I silence the traitorous thought. Attraction to Thal means nothing. Except that I’m a horrible judge of character. I thought I could trust Thalore, but he kept secrets from me. Secrets that ultimately led to me being trapped in Avedon.

I plan to find my way back home. I will return to my former life and forget any of this ever happened. Until then, I will go along with what the queen demands of me, but I won’t ever stop planning my escape. Ever.

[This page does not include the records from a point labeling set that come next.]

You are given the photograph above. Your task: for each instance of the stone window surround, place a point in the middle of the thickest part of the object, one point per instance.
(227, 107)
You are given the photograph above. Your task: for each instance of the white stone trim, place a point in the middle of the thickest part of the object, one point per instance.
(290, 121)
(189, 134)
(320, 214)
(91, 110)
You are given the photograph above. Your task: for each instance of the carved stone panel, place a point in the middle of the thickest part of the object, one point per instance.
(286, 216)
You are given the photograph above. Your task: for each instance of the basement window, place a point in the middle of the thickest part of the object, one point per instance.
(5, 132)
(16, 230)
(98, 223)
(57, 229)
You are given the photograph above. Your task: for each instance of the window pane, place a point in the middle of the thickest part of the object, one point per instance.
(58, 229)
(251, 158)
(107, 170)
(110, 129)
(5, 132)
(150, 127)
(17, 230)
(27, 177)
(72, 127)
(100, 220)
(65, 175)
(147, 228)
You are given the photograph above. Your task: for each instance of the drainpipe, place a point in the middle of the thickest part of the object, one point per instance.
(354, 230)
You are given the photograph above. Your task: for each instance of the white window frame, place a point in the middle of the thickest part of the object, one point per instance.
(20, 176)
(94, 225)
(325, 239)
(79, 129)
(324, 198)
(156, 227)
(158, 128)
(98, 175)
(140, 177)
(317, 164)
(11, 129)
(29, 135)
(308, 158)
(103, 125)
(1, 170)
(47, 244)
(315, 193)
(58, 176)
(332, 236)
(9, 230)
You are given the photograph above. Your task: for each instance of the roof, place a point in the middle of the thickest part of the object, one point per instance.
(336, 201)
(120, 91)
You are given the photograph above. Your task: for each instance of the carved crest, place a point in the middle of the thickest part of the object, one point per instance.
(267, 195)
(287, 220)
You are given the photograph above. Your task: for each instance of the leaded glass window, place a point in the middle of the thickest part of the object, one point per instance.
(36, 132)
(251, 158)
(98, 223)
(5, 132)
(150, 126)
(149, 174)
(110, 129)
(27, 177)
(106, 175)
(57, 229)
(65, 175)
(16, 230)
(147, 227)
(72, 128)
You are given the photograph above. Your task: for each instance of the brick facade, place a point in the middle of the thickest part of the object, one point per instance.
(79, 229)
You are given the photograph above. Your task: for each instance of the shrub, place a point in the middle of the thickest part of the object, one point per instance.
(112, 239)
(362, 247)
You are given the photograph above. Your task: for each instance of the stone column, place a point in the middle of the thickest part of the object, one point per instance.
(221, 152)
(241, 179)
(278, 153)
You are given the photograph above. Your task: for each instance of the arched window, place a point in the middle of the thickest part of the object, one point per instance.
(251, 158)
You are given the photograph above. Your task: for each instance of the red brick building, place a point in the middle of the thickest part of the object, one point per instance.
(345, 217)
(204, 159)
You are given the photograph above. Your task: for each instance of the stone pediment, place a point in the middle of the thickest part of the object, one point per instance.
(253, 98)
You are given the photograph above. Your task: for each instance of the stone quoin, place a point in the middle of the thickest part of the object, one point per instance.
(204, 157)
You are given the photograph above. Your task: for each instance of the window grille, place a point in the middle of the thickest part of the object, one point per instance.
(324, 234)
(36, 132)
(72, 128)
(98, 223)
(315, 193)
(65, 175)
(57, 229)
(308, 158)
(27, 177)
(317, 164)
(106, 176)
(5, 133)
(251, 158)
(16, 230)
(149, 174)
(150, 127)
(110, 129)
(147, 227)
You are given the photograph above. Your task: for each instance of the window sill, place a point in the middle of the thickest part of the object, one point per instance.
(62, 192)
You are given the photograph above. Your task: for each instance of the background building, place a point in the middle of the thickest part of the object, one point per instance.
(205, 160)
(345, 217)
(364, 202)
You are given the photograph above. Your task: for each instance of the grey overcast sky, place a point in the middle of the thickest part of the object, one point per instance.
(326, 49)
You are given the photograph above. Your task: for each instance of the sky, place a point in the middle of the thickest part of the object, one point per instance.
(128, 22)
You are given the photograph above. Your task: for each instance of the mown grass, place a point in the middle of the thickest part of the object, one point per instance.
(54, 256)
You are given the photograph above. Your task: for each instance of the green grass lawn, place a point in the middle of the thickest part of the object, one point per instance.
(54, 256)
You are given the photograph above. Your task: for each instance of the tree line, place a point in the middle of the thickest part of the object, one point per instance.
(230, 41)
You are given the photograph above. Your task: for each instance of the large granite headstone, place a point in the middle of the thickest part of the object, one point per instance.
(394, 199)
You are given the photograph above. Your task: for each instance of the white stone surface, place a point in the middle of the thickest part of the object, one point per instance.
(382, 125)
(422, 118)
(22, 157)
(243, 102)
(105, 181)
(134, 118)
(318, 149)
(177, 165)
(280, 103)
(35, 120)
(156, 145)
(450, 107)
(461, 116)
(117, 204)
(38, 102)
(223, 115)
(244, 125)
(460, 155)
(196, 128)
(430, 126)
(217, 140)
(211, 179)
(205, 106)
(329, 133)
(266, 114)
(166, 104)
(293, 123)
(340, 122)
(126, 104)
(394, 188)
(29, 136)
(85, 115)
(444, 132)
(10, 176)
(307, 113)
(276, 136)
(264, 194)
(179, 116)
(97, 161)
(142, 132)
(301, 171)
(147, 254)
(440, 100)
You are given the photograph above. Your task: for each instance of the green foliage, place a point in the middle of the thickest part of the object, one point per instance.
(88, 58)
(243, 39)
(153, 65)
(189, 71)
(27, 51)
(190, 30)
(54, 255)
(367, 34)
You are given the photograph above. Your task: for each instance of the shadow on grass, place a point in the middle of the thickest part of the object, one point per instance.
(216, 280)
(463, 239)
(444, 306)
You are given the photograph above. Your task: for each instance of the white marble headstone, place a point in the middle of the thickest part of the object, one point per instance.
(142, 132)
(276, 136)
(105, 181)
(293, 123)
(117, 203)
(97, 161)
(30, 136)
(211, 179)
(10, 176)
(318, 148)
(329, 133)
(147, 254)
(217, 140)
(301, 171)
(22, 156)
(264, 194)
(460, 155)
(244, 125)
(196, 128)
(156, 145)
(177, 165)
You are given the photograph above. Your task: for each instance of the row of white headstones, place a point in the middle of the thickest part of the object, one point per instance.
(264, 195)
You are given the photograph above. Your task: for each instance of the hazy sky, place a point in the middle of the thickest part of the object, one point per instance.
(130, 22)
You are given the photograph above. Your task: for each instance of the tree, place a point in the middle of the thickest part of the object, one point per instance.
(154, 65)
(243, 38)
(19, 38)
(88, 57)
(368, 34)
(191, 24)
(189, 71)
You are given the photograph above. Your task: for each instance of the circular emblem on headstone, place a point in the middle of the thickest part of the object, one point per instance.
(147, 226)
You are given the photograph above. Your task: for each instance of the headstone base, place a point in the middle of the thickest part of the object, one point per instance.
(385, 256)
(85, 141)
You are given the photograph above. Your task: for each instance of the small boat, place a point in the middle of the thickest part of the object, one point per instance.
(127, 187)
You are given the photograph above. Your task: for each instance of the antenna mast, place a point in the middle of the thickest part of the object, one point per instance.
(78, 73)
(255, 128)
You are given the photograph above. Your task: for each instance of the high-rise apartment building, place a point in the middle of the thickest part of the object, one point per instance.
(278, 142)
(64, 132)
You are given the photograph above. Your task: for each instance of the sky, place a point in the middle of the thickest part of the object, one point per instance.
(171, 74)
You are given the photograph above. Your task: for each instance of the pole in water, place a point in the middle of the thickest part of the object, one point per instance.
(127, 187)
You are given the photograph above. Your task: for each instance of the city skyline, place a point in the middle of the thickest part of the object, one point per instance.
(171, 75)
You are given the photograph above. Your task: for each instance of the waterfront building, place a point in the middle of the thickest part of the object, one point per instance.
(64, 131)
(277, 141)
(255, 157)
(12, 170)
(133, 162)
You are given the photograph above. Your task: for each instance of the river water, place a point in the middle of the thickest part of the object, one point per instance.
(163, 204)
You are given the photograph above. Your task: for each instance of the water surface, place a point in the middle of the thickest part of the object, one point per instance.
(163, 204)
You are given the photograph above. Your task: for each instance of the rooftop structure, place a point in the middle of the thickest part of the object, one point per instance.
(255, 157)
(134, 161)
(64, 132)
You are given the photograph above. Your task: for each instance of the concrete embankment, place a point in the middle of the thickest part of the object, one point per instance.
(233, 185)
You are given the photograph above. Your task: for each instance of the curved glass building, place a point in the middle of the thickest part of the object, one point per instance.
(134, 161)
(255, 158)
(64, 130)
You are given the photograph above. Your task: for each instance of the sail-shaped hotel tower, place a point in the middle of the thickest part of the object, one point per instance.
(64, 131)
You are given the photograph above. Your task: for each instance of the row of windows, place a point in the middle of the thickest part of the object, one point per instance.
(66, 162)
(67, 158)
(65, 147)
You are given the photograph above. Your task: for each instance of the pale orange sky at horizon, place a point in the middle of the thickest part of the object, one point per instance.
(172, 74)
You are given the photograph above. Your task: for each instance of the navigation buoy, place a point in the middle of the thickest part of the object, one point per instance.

Thalore sighs. “How long will you punish me, Andie?”

I look over my shoulder and see the pain pulling his handsome features taunt. I hate how my stomach clenches at the sight.

He continues, “I only did what I had to do to ensure you lived.”

I turn so I’m facing him. “That’s not true, Lord Thalore, and you know it.”

He winces. “Don’t do that.”

“Do what?”

He takes a step forward. “Call me Lord Thalore. We are beyond that.”

“Not by my choice.”

“Andie.” He runs a hand through his hair. “You are my mate. All I want is your happiness. And for you to be safe.”

“Then help me go back home.”

“You know I cannot.”

According to Thalore, he and I cannot live in separate realms. Sharing life’s blood ensured that. He knew that when he drank my blood and forced me to drink his to heal my injuries. It’s yet another reason why I don’t feel like I can trust him. No matter how much this traitorous attraction to him wants me to.

“Then I can’t breach this distance between us, Lord Thalore.” I shake my head. “I don’t care what you, or anyone else, says. I did not consent to this mating. In my mind, it does not exist. I will go along with the queen’s commands for now, but do not make the mistake of believing that means I accept this.”

Sadness overshadows Thalore’s features. “I understand.” He takes a breath. “Is there anything I can help you with regarding the move? Other than preventing it?”

“No. You’ve done enough.” I turn my back on him.

Thalore swallows. “I’ll leave you.”

I listen until I hear the sound of the front door closing. Then, I slump against the balcony railing and close my eyes.

My life has become such a mess, and my conflicting emotions about the dark-haired fae certainly don’t help. I need to be strong. I need to continue to deny the affection I feel for Thalore. It’s the only way I can think of creating enough distance between us. Once he gives up on a relationship between us, I hope he will agree to help me find my way back home.

Because, without him, I won’t be able to get there.

Or survive.

Not unless Thalore agrees to find a way to break this bond between us so we can live separately. Or he agrees to live in my realm with me.

I dismiss the thought. Thalore is a lord in Avedon. He has a life here, just like I have a life of my own. Even if Thalore agreed to move to my realm, he would need the queen’s permission.

I don’t know Queen Ulla well, but I know she’s not a female who easily forgives. My mating with Thalore ruined her plans for her daughter, and she won’t let us get away with it. I can only hope that whatever she has planned won’t be too bad. Because like it or not, I am currently at her mercy.

Until I find my way out of this mess.